Wine 2: Terres de Causses "Baies Pourpre" Vin de France
Figure-skating competitions feature both compulsory figures and freestyle segments, intended to showcase the sport’s two sides: precise execution of standard technique and self-expression. If Piaugier Sablet is, by analogy, the former, this is the latter—a freestyle wine. It presents one of the most unusual blends of varietals I’ve ever seen: merlot, pinot noir, touriga nacional (a Port grape), petit verdot and 17 percent unnamed. There is no appellation in the world that authorizes a combination of grapes like this. The property is in the French Southwest, sort of ground zero for small, quirky operations. With such a diversity of fruit to work with, any number of cuvées would be possible. This is the one the winemaker decided on.
Wine 3: Jaulin-Plaisantin Chinon “Les Hauts et Les Bas”
So-named because this cuvee is made with fruit from the property’s higher and lower altitude plots: the plateau of Cravant (“les hauts”) and the banks of the Vienne river (“les bas”). The riverbank gravels give fruit and roundness, while the flinty clay from the plateau brings minerality and tension. Part of the blend is aged in a concrete tank to retain a vibrant fruit character, and the rest is raised in older oak barrels. The lots are blended together in tank after one year and aged for another three to six months.
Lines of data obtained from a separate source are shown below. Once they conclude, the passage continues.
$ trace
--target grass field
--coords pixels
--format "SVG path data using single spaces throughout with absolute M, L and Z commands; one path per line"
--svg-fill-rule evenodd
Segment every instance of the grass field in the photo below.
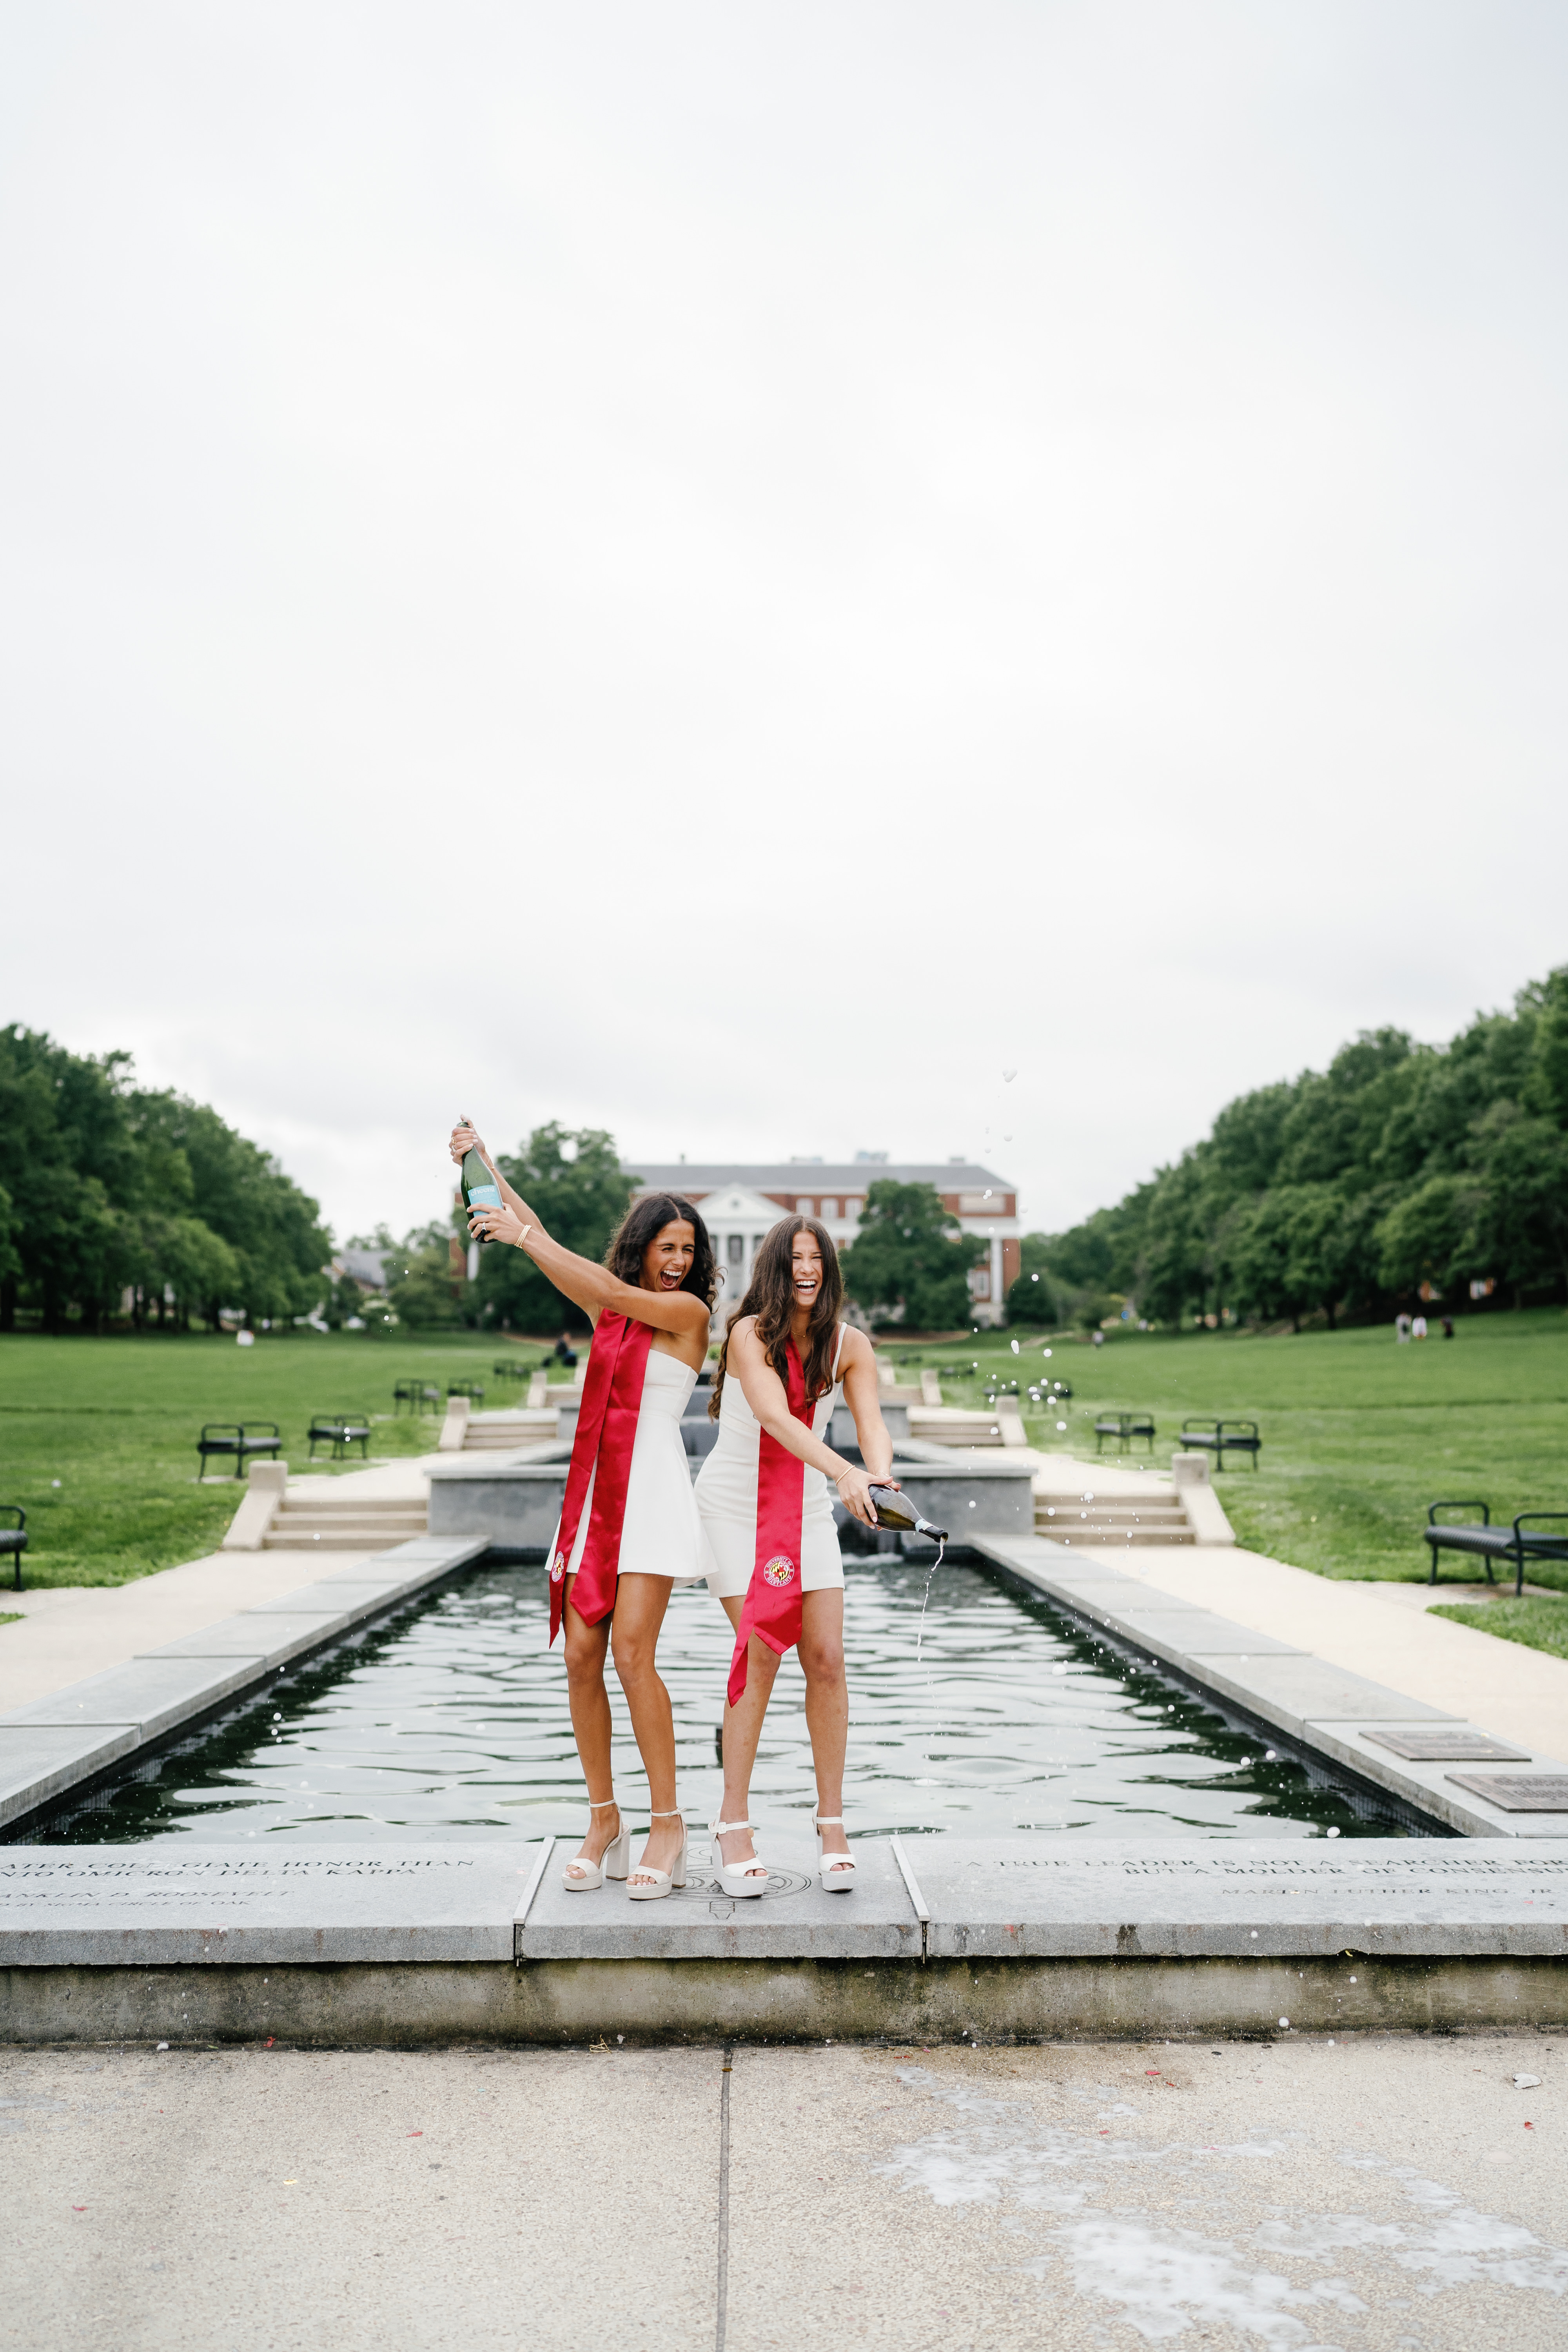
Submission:
M 1505 1642 L 1523 1642 L 1531 1650 L 1549 1651 L 1568 1658 L 1568 1601 L 1542 1601 L 1526 1593 L 1522 1601 L 1444 1601 L 1434 1617 L 1451 1617 L 1456 1625 L 1474 1625 L 1483 1633 L 1499 1633 Z
M 531 1368 L 544 1350 L 469 1333 L 402 1341 L 298 1332 L 252 1348 L 173 1332 L 0 1339 L 0 1503 L 27 1514 L 25 1579 L 123 1584 L 210 1551 L 240 1490 L 232 1477 L 197 1483 L 205 1421 L 277 1422 L 290 1469 L 304 1465 L 319 1412 L 385 1415 L 373 1457 L 429 1453 L 439 1423 L 393 1418 L 394 1382 L 420 1379 L 445 1391 L 448 1380 L 482 1381 L 489 1411 L 518 1400 L 519 1383 L 490 1373 L 513 1354 Z
M 1320 1576 L 1424 1579 L 1420 1531 L 1427 1505 L 1442 1496 L 1484 1496 L 1494 1519 L 1568 1510 L 1568 1315 L 1561 1310 L 1470 1317 L 1453 1339 L 1404 1348 L 1391 1329 L 1277 1339 L 1127 1332 L 1108 1335 L 1101 1348 L 1012 1337 L 1016 1356 L 1003 1333 L 982 1333 L 966 1349 L 909 1354 L 943 1367 L 943 1392 L 955 1404 L 982 1401 L 978 1378 L 950 1385 L 945 1377 L 976 1358 L 982 1374 L 1016 1378 L 1020 1390 L 1042 1373 L 1070 1381 L 1065 1434 L 1055 1414 L 1026 1406 L 1025 1419 L 1032 1443 L 1079 1456 L 1093 1455 L 1094 1422 L 1108 1411 L 1152 1412 L 1162 1468 L 1184 1415 L 1256 1421 L 1263 1438 L 1257 1472 L 1227 1465 L 1215 1479 L 1226 1510 L 1242 1543 Z M 1108 1458 L 1121 1457 L 1111 1449 Z M 1441 1573 L 1469 1583 L 1480 1570 L 1450 1553 Z M 1568 1591 L 1568 1570 L 1538 1566 L 1530 1580 Z
M 1568 1510 L 1568 1316 L 1560 1312 L 1470 1318 L 1453 1340 L 1405 1348 L 1382 1329 L 1129 1332 L 1100 1348 L 1014 1336 L 1017 1355 L 1003 1333 L 893 1353 L 940 1365 L 952 1403 L 979 1403 L 987 1373 L 1016 1377 L 1021 1389 L 1042 1372 L 1069 1380 L 1065 1433 L 1056 1415 L 1026 1403 L 1026 1422 L 1036 1444 L 1080 1456 L 1092 1457 L 1094 1421 L 1110 1410 L 1152 1411 L 1154 1459 L 1166 1465 L 1184 1414 L 1256 1419 L 1260 1466 L 1218 1478 L 1226 1508 L 1244 1544 L 1321 1576 L 1425 1577 L 1420 1530 L 1439 1496 L 1484 1496 L 1496 1519 Z M 276 1421 L 295 1466 L 316 1412 L 384 1414 L 375 1454 L 428 1451 L 431 1421 L 391 1417 L 394 1381 L 422 1378 L 444 1390 L 448 1380 L 479 1380 L 487 1407 L 510 1402 L 516 1384 L 490 1374 L 503 1352 L 529 1366 L 543 1354 L 468 1333 L 427 1341 L 299 1333 L 248 1349 L 172 1333 L 0 1339 L 0 1501 L 26 1508 L 27 1580 L 119 1584 L 210 1549 L 237 1494 L 232 1479 L 196 1481 L 204 1421 Z M 968 1369 L 976 1361 L 978 1373 Z M 1461 1583 L 1476 1576 L 1454 1556 L 1446 1573 Z M 1541 1566 L 1531 1580 L 1568 1592 L 1568 1570 Z M 1492 1605 L 1465 1622 L 1568 1654 L 1558 1604 L 1527 1600 L 1495 1619 Z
Often, a winemaker will make separate cuvées from his younger and older vines, since these can be very different. In the mind of a winemaker, any difference in either raw materials (site, vine age, varietal) or how the fruit has been processed (free-run juice, press wine, aging medium) can became the basis for a cuvée. In this sense, the individual lots of wine function as ingredients. The cuvée that results is the finished dish.
You might ask if there is any wine at all that doesn’t qualify as a cuvée. Good question. It’s fair to say that any wine that has come about as the result of an artful arrangement of difference constitutes a cuvée—and what distinguishes these various lots can be almost anything. It’s as simple and as complex as that.